Original IMG partition table (boots) 80 FF FF FF EB FF FF FF 00 20 00 00 00 50 14 00 00 00 00 00 00 00 00 00 00 00 00 00 00 00 00 00 00 00 00 00 00 00 00 00 00 00 00 00 00 00 00 00 00 00 00 00 00 00 00 00 00 00 00 00 00 00 00 00 55 AA

‘Installed’ partition table (no-boot)
80 00
00 00 EB 00 00 00 40 00 00 00 00 A8 FA 00 00 00
00 00 00 00 00 00 00 00 00 00 00 00 00 00 00 00
00 00 00 00 00 00 00 00 00 00 00 00 00 00 00 00
00 00 00 00 00 00 00 00 00 00 00 00 00 00 55 AA

‘testdisk’ modified partition table (boots)
80 01
02 00 EB FE FF FE 40 00 00 00 FF C4 FA 00 00 00
00 00 00 00 00 00 00 00 00 00 00 00 00 00 00 00
00 00 00 00 00 00 00 00 00 00 00 00 00 00 00 00
00 00 00 00 00 00 00 00 00 00 00 00 00 00 55 AA

I found the ‘testdisk’ program from the MBR wiki page;


You need to ‘Analyse’ it with type ‘*’ (bootable partition) and then just save the result.

(‘testdisk’ also has it’s own MBR boot code, if all else fails, you don’t really need it, but it also boots.)

As you can see, the main difference is that the original IMG uses 'FF’s for the partition CHS address, the ‘DriveSetup’ or ‘Installer’ uses ‘00s’ and the ‘testdisk’ program uses actual values (01,02,00).

(ticket http://dev.haiku-os.org/ticket/6301)

I have tried successfully two quick fixes for this (after Installer);

  1. If booted from a bootable usb drive,

    dd if=/dev/disk/usb/0/0/raw of=/dev/disk/usb/0/1/raw bs=450 count=1

    or
  2. An even simpler method is to use DiskProbe and stick in 3 'FF’s at offset 447,448,449 (assuming you created the partition structure inside DriveSetup).

Note that I have only experienced this with USB pen/card drives and only those that don’t
boot on either a via EPIA CN1000eg at home and an HP PC at work.
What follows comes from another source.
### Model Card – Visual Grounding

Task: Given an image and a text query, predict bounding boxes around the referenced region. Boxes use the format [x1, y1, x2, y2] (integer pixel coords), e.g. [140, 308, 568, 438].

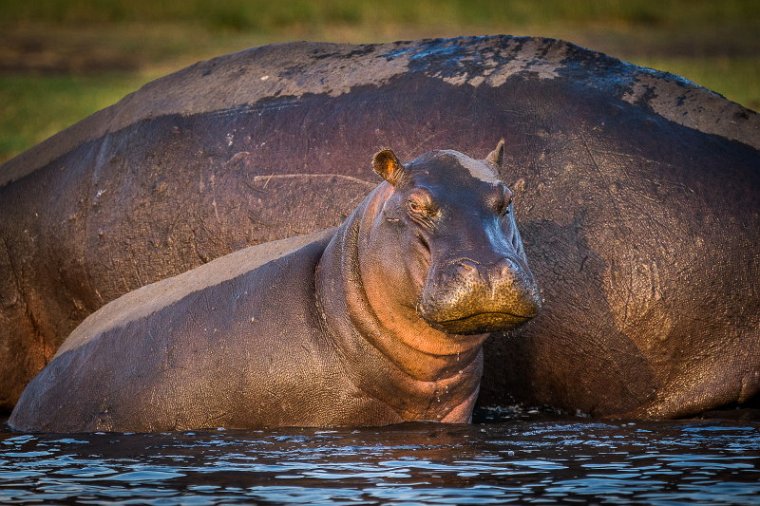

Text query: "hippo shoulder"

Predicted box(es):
[56, 229, 334, 357]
I have not tried this with harddrives.

Be aware that, when you write “bs=450”, you write :

  1. the boot code area
  2. the disk ID
  3. a part of the first partition entry
handle with caution ...

Using 3 ‘FF’ implies, you have a GPT (GUID-partition table) present on your disk (an EFI-System-partitioned" disk) …which seems not to be the case.
‘EF FF FF’ would be better for an Intel partitioned disk (a classic MBR).

But since your partition begins below the 1024th cylinder you shouldn’t use neither ‘EF FF FF’ nor ‘FF FF FF’.
It seems your partition begins at the address ‘40 00 00 00’ (LBA-little indian), that is to say, the 0x00000040th sector.
If you compute the CHS address you get ‘01 01 00’ (the correct value)

Yet it is obvious!
8-(

Tks, I couldn’t find much info on those 3 bytes, I guess that different bios’ would interpret them differently.

(btw, since CHS sectors start from 1,
‘40’ is the hex of lba sector 64 which is the 65th sector.
With 63 sectors/track, this would be the 2nd head (head 01) and 2nd sector (02)
on cyliner 0 (00), making bits “01 02 00”.)